Triaxial compression creep tests were performed on salt rock samples using cyclic confining pressure with a static axial pressure. The test results show that, up to a certain time, changes in the confining pressure have little influence on creep properties of salt rock, and the axial creep curve is smooth. After this point, the axial creep curve clearly fluctuates with the confining pressure, and is approximately a straight line both when the confining pressure decreases and when it increases within one cycle period. The slope of these lines differs: it is greater when the confining pressure decreases than when it increases.
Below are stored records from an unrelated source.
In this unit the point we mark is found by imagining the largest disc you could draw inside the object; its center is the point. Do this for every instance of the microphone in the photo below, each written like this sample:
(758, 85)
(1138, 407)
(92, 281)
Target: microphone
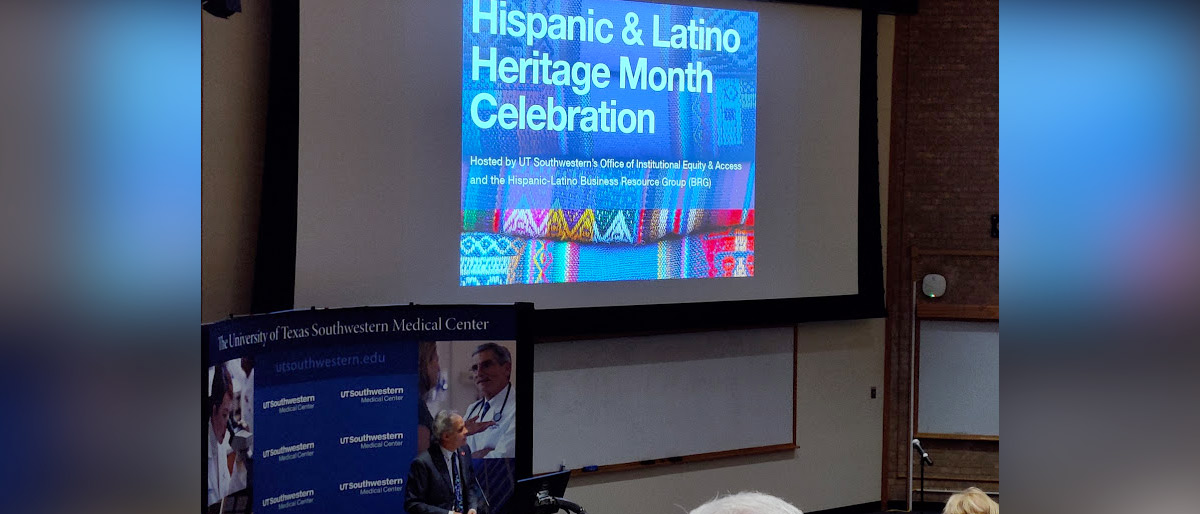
(924, 455)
In accordance with rheology model theory, axial creep equations were deduced for Maxwell and Kelvin models under cyclic loading. These were combined to establish an axial creep equation for the Burgers model. We supposed that damage evolution follows an exponential law during creep process and replaced the apparent stress in creep equation for the Burgers model with the effective stress, the axial creep damage equation for the Burgers model was obtained. The model suitability was verified using creep test results for salt rock. The fitting curves are in excellent agreement with the test curves, so the proposed model can well reflect the creep behavior of salt rock under low-frequency cyclic loading. In particular, it reflects the fluctuations in creep deformation and creep rate as the confining pressure increasing and decreasing under different cycle periods.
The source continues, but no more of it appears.